According to the Protected Innocence Initiative, Oregon has received a "D" grade in our ability to protect children from being the victims of domestic minor sex trafficking. The grade comments primarily on laws that treat victims as criminals, the failure of state laws to adequately define a minor prostitute as someone who has been "trafficked," and the failure of "rape shield" laws to include trafficked minors.
"Oregon's laws show serious omissions in protective provisions for child victims, and the state lacks strong laws to prosecute the men who rent the bodies of other men's children. There is no distinction in Oregon's trafficking act between the trafficking of a minor or an adult," said Linda Smith, Founder and President of Shared Hope International.
Washington State was given a grade of "C" in their efforts to rescue minors and punish johns and pimps, according to the Protected Innocence Initiative.
In Oregon, there have been numerous cases of adults being charged with federal crimes related to the trafficking of minors, which does carry special penalties for underage victims.

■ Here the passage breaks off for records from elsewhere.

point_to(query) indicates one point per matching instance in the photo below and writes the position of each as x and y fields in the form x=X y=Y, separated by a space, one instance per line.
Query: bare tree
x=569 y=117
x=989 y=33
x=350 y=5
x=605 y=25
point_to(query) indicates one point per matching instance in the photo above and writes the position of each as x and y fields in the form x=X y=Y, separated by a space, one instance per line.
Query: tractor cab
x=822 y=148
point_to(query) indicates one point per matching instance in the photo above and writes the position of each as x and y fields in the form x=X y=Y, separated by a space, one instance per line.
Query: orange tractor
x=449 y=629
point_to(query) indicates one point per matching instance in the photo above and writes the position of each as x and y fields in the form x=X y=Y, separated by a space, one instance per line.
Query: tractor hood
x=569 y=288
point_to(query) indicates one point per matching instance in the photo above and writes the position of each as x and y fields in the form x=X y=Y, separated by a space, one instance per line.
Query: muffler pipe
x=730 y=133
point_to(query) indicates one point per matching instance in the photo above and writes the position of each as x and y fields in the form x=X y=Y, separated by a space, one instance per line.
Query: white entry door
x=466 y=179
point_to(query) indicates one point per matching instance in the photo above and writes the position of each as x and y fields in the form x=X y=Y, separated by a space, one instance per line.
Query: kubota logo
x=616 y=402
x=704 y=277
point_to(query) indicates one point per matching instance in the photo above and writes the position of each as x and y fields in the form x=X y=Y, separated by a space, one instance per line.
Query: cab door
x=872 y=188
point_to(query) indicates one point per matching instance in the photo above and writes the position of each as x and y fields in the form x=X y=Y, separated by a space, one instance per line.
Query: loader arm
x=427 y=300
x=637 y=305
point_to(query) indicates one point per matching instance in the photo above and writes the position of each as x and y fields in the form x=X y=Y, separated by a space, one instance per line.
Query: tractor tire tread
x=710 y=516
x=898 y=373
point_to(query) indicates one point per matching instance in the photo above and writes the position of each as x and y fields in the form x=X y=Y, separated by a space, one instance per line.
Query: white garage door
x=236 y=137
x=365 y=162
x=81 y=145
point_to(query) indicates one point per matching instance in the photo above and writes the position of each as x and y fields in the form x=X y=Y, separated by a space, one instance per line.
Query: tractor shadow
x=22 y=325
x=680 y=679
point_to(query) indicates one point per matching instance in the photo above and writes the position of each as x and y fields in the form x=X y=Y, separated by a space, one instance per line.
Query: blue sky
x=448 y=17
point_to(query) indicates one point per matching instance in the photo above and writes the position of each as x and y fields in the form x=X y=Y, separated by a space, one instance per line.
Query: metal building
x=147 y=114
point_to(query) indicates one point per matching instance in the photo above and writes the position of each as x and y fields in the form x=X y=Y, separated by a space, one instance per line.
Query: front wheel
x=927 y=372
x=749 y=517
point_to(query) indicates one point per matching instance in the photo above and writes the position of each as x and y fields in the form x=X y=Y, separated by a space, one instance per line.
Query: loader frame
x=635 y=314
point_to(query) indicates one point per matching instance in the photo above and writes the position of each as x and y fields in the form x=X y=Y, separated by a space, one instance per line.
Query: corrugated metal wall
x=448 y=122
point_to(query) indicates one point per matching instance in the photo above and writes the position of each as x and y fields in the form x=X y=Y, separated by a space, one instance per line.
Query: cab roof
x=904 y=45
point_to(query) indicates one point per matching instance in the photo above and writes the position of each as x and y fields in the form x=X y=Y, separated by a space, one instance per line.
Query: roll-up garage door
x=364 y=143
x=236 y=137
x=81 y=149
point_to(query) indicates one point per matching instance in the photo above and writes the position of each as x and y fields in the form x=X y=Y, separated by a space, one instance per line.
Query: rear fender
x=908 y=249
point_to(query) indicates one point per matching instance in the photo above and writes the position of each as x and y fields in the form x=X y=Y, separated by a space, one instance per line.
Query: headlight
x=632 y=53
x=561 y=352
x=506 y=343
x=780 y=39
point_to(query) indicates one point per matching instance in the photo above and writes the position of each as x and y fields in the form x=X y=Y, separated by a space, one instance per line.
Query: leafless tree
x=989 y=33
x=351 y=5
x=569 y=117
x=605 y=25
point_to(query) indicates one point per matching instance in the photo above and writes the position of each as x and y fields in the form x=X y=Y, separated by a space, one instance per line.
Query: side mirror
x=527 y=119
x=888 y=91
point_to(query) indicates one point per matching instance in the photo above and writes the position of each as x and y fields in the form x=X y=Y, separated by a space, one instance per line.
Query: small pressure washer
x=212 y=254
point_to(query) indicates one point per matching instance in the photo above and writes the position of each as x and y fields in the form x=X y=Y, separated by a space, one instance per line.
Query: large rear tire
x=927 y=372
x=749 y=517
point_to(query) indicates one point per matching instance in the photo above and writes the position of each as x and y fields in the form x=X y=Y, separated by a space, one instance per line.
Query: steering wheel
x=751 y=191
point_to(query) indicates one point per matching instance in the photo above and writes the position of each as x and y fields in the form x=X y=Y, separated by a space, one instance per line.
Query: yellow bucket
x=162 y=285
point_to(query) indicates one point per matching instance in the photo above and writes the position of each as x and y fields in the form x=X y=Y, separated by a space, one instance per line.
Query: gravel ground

The initiative particularly criticized the state's criminalization of minors who prostitute themselves or are prostituted. While certain jurisdictions, such as Multnomah County, do not bring criminal charges on these girls, state law treats prostitutes of all ages, and johns, with the same crime.
The Oregonian released an exhaustive report into the rhetoric surrounding human trafficking in Portland on Friday, Jan. 15. Despite many anti-human trafficking organizations labeling Portland as a "hub" of minor sex trafficking, there is no reliable data to back up that assertion. According to the FBI, Portland is no different from any other city its size.
The Skanner News has been reporting for months about the unreliable data that these organizations use to obtain federal grants and other funds. Many public officials, journalists and organizations have used the dubious assertion that Portland is the "number 2" city in the nation for child sex trafficking – a number that is entirely fictional. Dan Rather's "Pornland" featured that bogus figure and others to paint Portland – wrongly – as a child sex epicenter. The documentary will be showing at this weekend's Northwest Conference Against Trafficking, put on by Soroptimist International.
The bogus status of "number 2" was garnered from a one-night FBI sting in 2009 when four girls were rescued from prostitution. That raid also netted the arrests of 29 adult prostitutes.
This year, a similar raid found no underage girls in Portland. The Portland Police Bureau also do not keep statistics regarding rescued minors. They also do not differentiate in their data between the men and women who are arrested for either selling or buying sex.